TTPD simply feels comfortable for her, writing half-baked songs left and right and letting Jack Antonoff do his thing instead of actually trying to keep the sound fresh and make something interesting. I have no idea what TTPD wants to be, and I'm not sure Taylor Swift does either. Some parts of me think it's a satirical take on the way she paints herself in the media, but so much of what she does indicates that she is taking it seriously. Part of me thinks that she's looking to continue her folklore trnd of being seen as a great lyricist over being a great pop artist, but she's not willing to sacrifice the commercial success either. Yet another part of me thinks she just needed to get all these songs out because 2023 was a very high-profile time in the life of Taylor Swift. All of these things come out in TTPD, but not in a cohesive way.


There are moemnts where I think she's self-aware of the satire, like when she sings on the title track "You're not Dylan Thomas, I'm not Patti Smith/This ain't the Chelsea Hotel, we're modern idiots" and then she takes it away immediately with "At dinner, you take my ring off my middle finger/And put it on the one people put wedding rings on." Is this a genunine attempt at being "deep" or is this more satire? Is this something she feels deeply within her own heart or is this a throwaway line?
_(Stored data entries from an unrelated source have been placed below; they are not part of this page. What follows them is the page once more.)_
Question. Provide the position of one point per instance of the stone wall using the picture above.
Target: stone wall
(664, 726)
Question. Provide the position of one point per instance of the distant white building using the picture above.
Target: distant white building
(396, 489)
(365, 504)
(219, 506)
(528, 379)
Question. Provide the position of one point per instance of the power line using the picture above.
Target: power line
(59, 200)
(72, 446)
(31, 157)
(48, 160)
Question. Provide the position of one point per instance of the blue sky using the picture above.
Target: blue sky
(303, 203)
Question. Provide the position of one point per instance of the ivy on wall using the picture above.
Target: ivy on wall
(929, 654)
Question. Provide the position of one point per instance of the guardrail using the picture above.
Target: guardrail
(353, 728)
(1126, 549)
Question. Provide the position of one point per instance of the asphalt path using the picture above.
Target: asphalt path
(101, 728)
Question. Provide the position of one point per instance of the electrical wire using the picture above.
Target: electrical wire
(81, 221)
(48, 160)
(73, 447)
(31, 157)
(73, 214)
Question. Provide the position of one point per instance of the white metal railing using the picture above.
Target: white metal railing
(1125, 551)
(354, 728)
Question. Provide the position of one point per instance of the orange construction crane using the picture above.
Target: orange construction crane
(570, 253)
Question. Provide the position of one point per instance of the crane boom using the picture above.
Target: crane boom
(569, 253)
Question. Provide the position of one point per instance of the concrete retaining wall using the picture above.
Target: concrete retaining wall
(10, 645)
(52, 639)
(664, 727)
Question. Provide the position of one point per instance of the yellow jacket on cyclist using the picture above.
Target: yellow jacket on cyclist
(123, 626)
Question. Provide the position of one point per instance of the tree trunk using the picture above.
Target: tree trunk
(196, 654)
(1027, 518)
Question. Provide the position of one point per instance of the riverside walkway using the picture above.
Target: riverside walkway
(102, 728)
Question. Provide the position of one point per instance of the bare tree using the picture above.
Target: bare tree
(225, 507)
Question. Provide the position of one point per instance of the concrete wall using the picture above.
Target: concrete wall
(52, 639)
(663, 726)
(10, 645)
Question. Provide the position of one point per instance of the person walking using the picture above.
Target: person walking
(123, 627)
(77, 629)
How seriously does she take herself as a "poet"?


I'm inclined to say that this was an album she just had to get out of her system, based on this quote, from another Eras Tour show: "The Tortured Poets Department is an album that, I think, more than any of my albums that I've ever made, I needed to make it. It was really a lifeline for me, just the things I was going through, the things I was writing aout, it kind of reminded me of why songwriting is something that actually gets me through my life. I've never had an album where I needed to write more and I needed on The Tortoured Poets Department."


I think this album definitely isn't up to her standards. The production is stale, so many of the songs sound the same, and the lyrics often sound like no one wanted an editor in the room. To say I'm not a big fan of this would be an understatement. However, I'm not going to hold this against her. Every great artist with a catalogue as large as Taylor Swift's is bound to have some misses. She's a pop artist, so I'm not going to say she needs to do a complete 180 and start making prog music or anything like that. I do think that she may be overdue for a change in producers and maybe a different approach to writing songs. Swift and Antonoff have now collaborated on her last ten albums, including the re-recordings, and a lot of people are looking for her to try something new. She's entirely capable of being a great artist and a great storyteller. She's proven that to the world multiple times, and no one can take that away. If she wants to continue to be seen that way, however, it may be time to pivot and return to what makes her a great artist: she can tell a story, even without the superfluous wording, and she can sell it as a pop song everyone can enjoy. Though I was left unsatisfied with TTPD, I still have to have faith that she can go back to making the great albums she's capable of.